Los no creyentes tienden a mirar con cierta superioridad jacobina al que cree, pero la fe genuina, la invencible y llana “fe del carbonero”, debe ser uno de los grandes consuelos de la vida”.
Y después de estas concepciones en las que coincidimos. Damos a conocer también don versos, San Miguel y la Monja gitana de Federico García Lorca
SAN MIGUEL
Se ven desde las barandas, por el monte, monte, monte, mulos y sombras de mulos cargados de girasoles.
Sus ojos en las umbrías se empañan de inmensa noche. En los recodos del aire cruje la aurora salobre. Un cielo de mulos blancos cierra sus ojos de azogue dando a la quieta penumbra un final de corazones.

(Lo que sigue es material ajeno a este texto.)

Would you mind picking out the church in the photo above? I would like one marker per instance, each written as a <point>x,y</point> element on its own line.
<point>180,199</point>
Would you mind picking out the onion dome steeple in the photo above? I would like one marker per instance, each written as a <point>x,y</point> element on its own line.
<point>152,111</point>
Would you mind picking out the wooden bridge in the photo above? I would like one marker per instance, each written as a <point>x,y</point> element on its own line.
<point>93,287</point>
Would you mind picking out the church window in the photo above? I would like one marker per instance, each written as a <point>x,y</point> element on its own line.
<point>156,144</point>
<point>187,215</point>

Y el agua se pone fría para que nadie la toque. Agua loca y descubierta por el monte, monte, monte.
San Miguel lleno de encajes en la alcoba de su torre, enseña sus bellos muslos ceñidos por los faroles. Arcángel domesticado en el gesto de las doce, finge una cólera dulce de plumas y ruiseñores.
San Miguel canta en los vidrios; efebo de tres mil noches, fragante de agua colonia y lejano de las flores.
El mar baila por la playa, un poema de balcones. Las villas de la luna pierden juncos, ganan voces
Vienen manolas comiendo semillas de girasoles, los culos grandes y ocultos como planetas de cobre.
Vienen altos caballeros y damas de triste porte, morenas por la nostalgia de un ayer de ruiseñores.
Y el obispo de Manila, ciego de azafrán y pobre, dice misa con dos filos para mujeres y hombres.
San Miguel se estaba quieto en la alcoba de su torre, con las enaguas cuajadas de espejitos y entredoses.
San Miguel, rey de los globos y de los números nones, en el primor berberisco de gritos y miradores.
LA MONJA GITANA.
Silencio de cal y mirto. Malvas en las hierbas finas.
La monja borda alhelíes sobre una tela pajiza. Vuelan en la araña gris, siete pájaros del prisma. La iglesia gruñe a lo lejos como un oso panza arriba. ¡Qué bien borda! ¡Con qué gracia! Sobre la tela pajiza, ella quisiera bordar flores de su fantasía. ¡Qué girasol! ¡Qué magnolia de lentejuelas y cintas! ¡Qué azafranes y qué lunas, en el mantel de la misa!
Cinco toronjas se endulzan en la cercana cocina. Las cinco llagas de Cristo cortadas en Almería. Por los ojos de la monja galopan dos caballistas. Un rumor último y sordo le despega la camisa, y al mirar nubes y montes en las yertas lejanías, se quiebra su corazón de azúcar y yerbaluisa.
¡Oh!, qué llanura empinada con veinte soles arriba.
¡Qué ríos puestos de pie vislumbra su fantasía!
Pero sigue con sus flores, mientras que de pie, en la brisa, la luz juega el ajedrez alto de la celosía.